Your work as a musical arts manager could require you to plan and coordinate entertainment programs for cultural institutions. Working for a university might entail selecting artists and ensembles to perform for students and members of the community; you might also plan arts education programs.
Salary Info and Career Prospects
According to the U.S. Bureau of Labor Statistics (BLS), employment of agents and business managers of artists, performers and athletes is expected to increase 7%-13% from 2012-2022. As of May 2014, the BLS reported a median salary of $64,200 for agents and business managers of artists, performers and athletes.
Most musical arts management positions require a bachelor's degree and some experience in business management or finance. A degree in a management-related field is preferred by most employers. Training in business communication can also come in handy for prospective musical arts managers since they spend much of their time establishing and maintaining professional relationships.
You need to possess an array of qualities to succeed as a musical arts manager. Excellent communication skills and a detail-oriented approach are essential. A healthy amount of creativity can also help you navigate an industry that's subject to unpredictable fluctuations. A good grasp of marketing techniques is necessary in this field as well.
What Are Employers Looking For?
While you might find a job with any number of organizations, the following job postings from April 2012 can give you an idea of the job market:
- A major music company based in New York City seeks an analyst for its worldwide artist services division.
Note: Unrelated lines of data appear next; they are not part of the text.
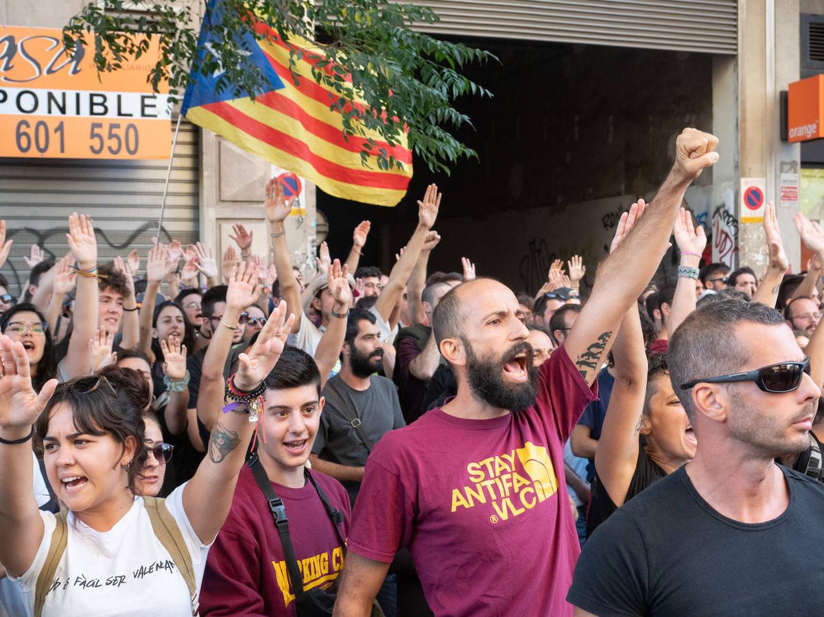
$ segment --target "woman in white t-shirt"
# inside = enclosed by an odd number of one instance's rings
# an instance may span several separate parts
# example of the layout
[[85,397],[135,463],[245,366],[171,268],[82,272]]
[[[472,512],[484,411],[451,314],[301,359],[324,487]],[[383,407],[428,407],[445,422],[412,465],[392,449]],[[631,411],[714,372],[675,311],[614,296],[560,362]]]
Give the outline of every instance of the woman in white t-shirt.
[[[253,276],[233,283],[250,296],[255,291]],[[281,302],[241,356],[231,379],[241,399],[279,358],[294,319],[284,325],[285,313]],[[26,615],[34,614],[37,578],[56,526],[54,515],[38,511],[32,491],[28,441],[35,430],[44,440],[49,479],[68,509],[68,543],[41,615],[191,615],[185,580],[133,492],[147,458],[145,381],[110,367],[59,386],[52,380],[38,395],[21,344],[0,335],[0,563],[20,586]],[[198,591],[255,428],[248,411],[241,402],[222,414],[194,477],[165,501],[188,549]]]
A good deal of financial analysis is involved in this position, along with budget forecasting and frequent presentations for the board of directors. A bachelor's degree and two years of experience in finance is preferred.
- A California university is looking for an artistic and managing director for the school's music center. The successful candidate will provide the overall artistic vision and executive leadership for the center. Duties include developing partnerships with local professional music ensembles and planning all performing arts programs. A bachelor's degree and formal arts education (preferably in music) are required for the position; experience as a performing artist is preferred.
- A major music company seeks a royalty audit manager for its California offices. This position involves coordinating with artist representatives and external auditors to reconcile financial issues. A bachelor's degree in accounting, finance or business is preferred for the position, and 4-5 years of experience in the entertainment industry (focused in royalty accounting or contract compliance auditing) is required.
Standing Out in the Field
Since most musical arts management positions require a bachelor's degree in a business-related field, you can set yourself apart from other job seekers by earning an advanced degree. A Master of Business Administration (MBA) might be especially useful for succeeding in the complex and ever-changing music industry. Having a good knowledge of music theory and technique may also help you stand out from other prospective managers.
Taking specialized courses could help you gain an edge in the job market as well. Training in negotiation, marketing or business law might be particularly useful for a manager in the music industry. Even if you work in a performing arts center or university, these skills can help you accomplish community outreach and education goals.
Alternative Career Options
If you'd like to be involved in the music or entertainment industry but want to focus more on marketing and sales, a position in promotions management may be right for you. Most advertising, promotions and marketing manager positions require a bachelor's degree and 1-5 years of related experience. The BLS reports that employment of advertising, promotions and marketing managers is projected to increase 14% from 2010-2020. These professionals reportedly earned a median salary of about $88,000 as of May 2011, which is higher than that of musical arts managers.
If you're more inclined toward musical performance, you might want to pursue a career as a musician or songwriter. Although these careers generally involve a lot of late nights and travel, you get to indulge your creative side while acting as your own boss. The BLS projects modest job growth for musicians and singers, with overall employment expected to increase 10% from 2010-2020. While musicians' annual salaries vary significantly, the BLS reported a median hourly rate of around $22 as of May 2011.